In February, ASCO endorsed a guideline by ACS regarding prostate cancer survivorship care. The guideline addresses five areas of care: health promotion, which discusses maintaining a healthy lifestyle; surveillance for prostate cancer recurrence, with recommendations on PSA testing and digital rectal examination; screening for second primary cancers, highlighting bladder and colorectal cancer risk associated with treatment; assessment and management of physical and psychosocial long-term and late effects of prostate cancer care; and care coordination and practice implications.

“This guideline offers a framework for prostate cancer survivorship care both for prostate cancer specialists and primary care doctors, and will help with transition of care between the two groups,” said Matthew J. Resnick, MD, of Vanderbilt University Medical Center, and co-chair of the endorsement along with David F. Penson, MD, MPH, also of Vanderbilt. Ultimately, this guideline may enhance the quality and comprehensiveness of care that we are able to deliver to prostate cancer survivors.”

The guideline could help reduce duplication of testing or inadequate testing for patients transitioning between prostate cancer specialists and primary care doctors. Although the endorsement agrees with the guideline recommendation to measure PSA every 6-12 months for the first 5 years followed by annual tests, it qualifies the recommendation by stating that prostate cancer specialists may advise more frequent tests in the early survivorship period for men with higher risk of recurrence.

Whereas previous ASCO guidelines on survivorship focused on specific symptom-based issues associated with cancer care in general, the characteristics of prostate cancer survivorship make a guideline for this cancer type particularly relevant.

“The survivorship experience for men with prostate cancer is very long and often fraught with unique challenges related to the considerable morbidity of available therapies,” Dr. Resnick said.

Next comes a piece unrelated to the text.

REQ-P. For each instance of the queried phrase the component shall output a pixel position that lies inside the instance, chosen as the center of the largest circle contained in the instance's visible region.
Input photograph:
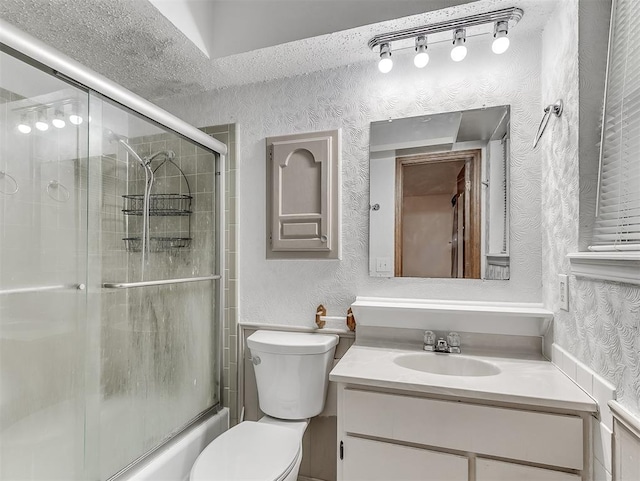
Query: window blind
(617, 227)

The ASCO endorsement underscores the ACS recommendation for clinicians to perform routine assessment of patients for stress, anxiety, and depression, which can be important prostate cancer comorbidities, and to identify patients who may benefit from behavioral or pharmacologic therapy. The endorsement added a reference to the ASCO guideline for screening, assessment, and care of anxiety and depressive symptoms in adults with cancer.